One Great Dish
The modern science of restaurant reviewing has several unproved theorems that might become laws if enough supporting evidence could be amassed. One of the most persistent is the One Great Dish Rule, which runs something like this: Every eatery, no matter how mediocre or just plain bad, has at least one spectacular dishif only you can find it.
We had a chance to test the theory not long ago in Northern Boulevard's low Eighties, a region harboring a line of pretty Colombian cafés, snack bars, and windows-only fruit juice joints, punctuated by the odd Peruvian, Ecuadoran, and Mexican place. Trying to get into a Bolivian restaurant one Saturday evening, we were crestfallen to discover a crowd of cigar-chomping caballeros spilling out the front door. It seems the Colombia-Brazil soccer game was being broadcast, and inside it was standing room only. Ambling up the boulevard we spotted a quiet Argentine steak house known as La Cabana, offering the usual rustic room with the ends of wine barrels protruding from a brick wall. The only perplexing item of decor was an etching on a window by the front door. It looked like a boy in a straw hat launching a rather large sailboat. "Look, it's Huck Finn," I pointed. "No, you idiot," a friend snickered, "that's a gaucho tending a side of beef beside a campfire."
It was to La Cabana's detriment that I had revisited the great parrillas of central Queens earlier in the yearCorona's La Esquina, La Porteña in Jackson Heights, and La Fusta, located right across the street from the Elmhurst Hospital emergency room. It wasn't that the chow at three-year-old La Cabana wasn't good; it just couldn't match that of the older meat palaces. Take the mixed grill for two ($30.95). While the skirt steak was chewy and fresh tasting (South Americans prefer unaged beef), the flattened sweetbreads were somewhat lacking in flavor, the chitlins a shade skanky, the ribs tougher than one might hope for, and the blood sausage of such consistency that when you pricked the end of the casing, the insides sloshed out.
Since half the population of Argentina comes originally from Italy, most parrillas offer a menu that's half Italian, twisted in a way that most Europeans wouldn't recognize. Pasta sauces typically feature both cream and tomatoes, making for a mellow, salmon-pink topping that's used on almost everything. And the favorite pasta is not pasta at all, but potato "noqui," which Argentines eat on the last day of every month, when they're strapped for cash. Reflecting a new trend among Argentine restaurants, though, the pastas at La Cabana are European in style, including a tasty fettuccine Alfredo ($13.50) and a disappointing gnocchi mired in a sludgy red sauce.

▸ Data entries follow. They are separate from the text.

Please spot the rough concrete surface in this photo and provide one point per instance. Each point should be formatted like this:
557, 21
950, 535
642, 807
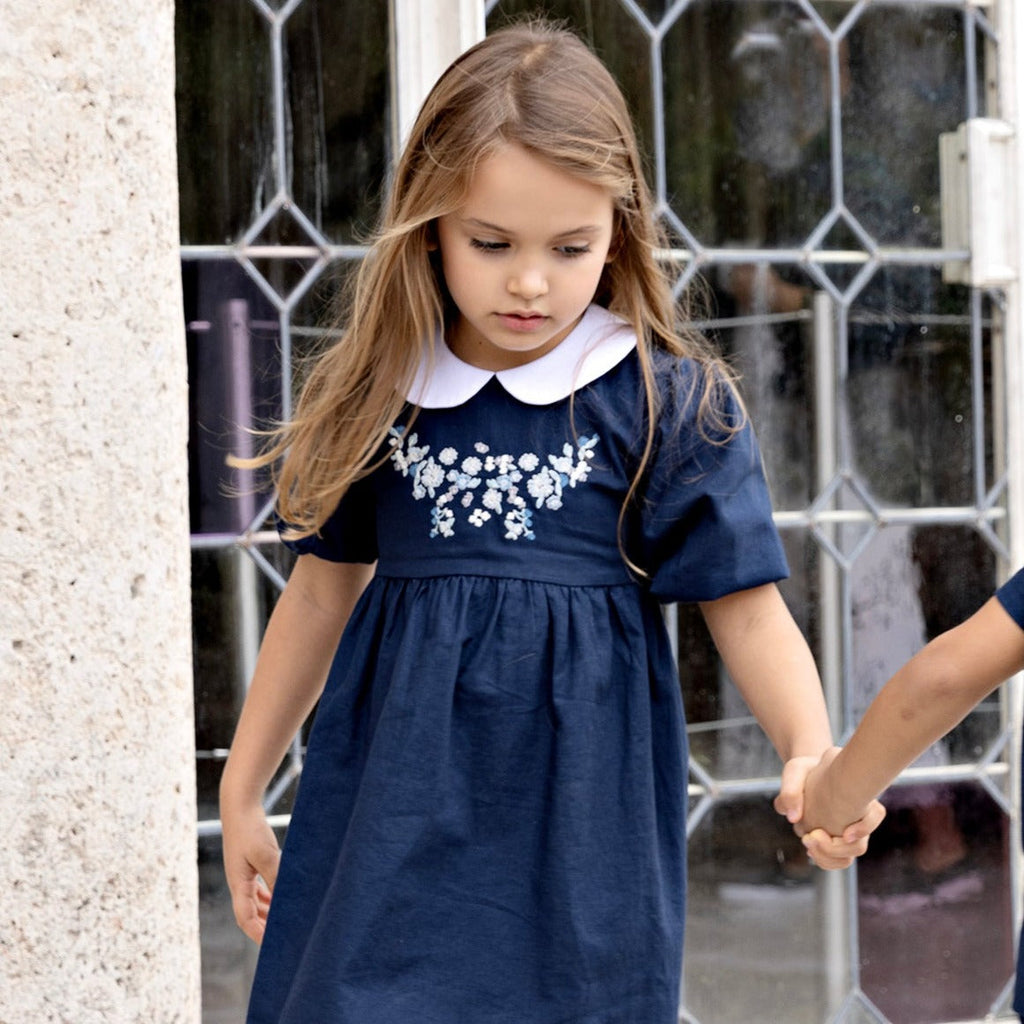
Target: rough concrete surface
97, 867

But then we noticed the wood-oven pizzas. How apropos, we thought, for a gaucho hang to be generating campfire pies. The toppings generally paralleled the pastas, except for one pizza, "La Cabana" ($10.95). A hush fell over the table as it arrived, because in addition to a fine thin crust, good cheese laid on generously, and a discreet smearing of tomato sauce, it featured juicy strips of skirt steak, cut along the grain almost like pulled pork. The menu also mentioned sausage and prosciutto, but these were clearly supporting players. Not only was the pizza unusual, it was unspeakably delicious.
Now we could stop looking. We'd found the one great dish.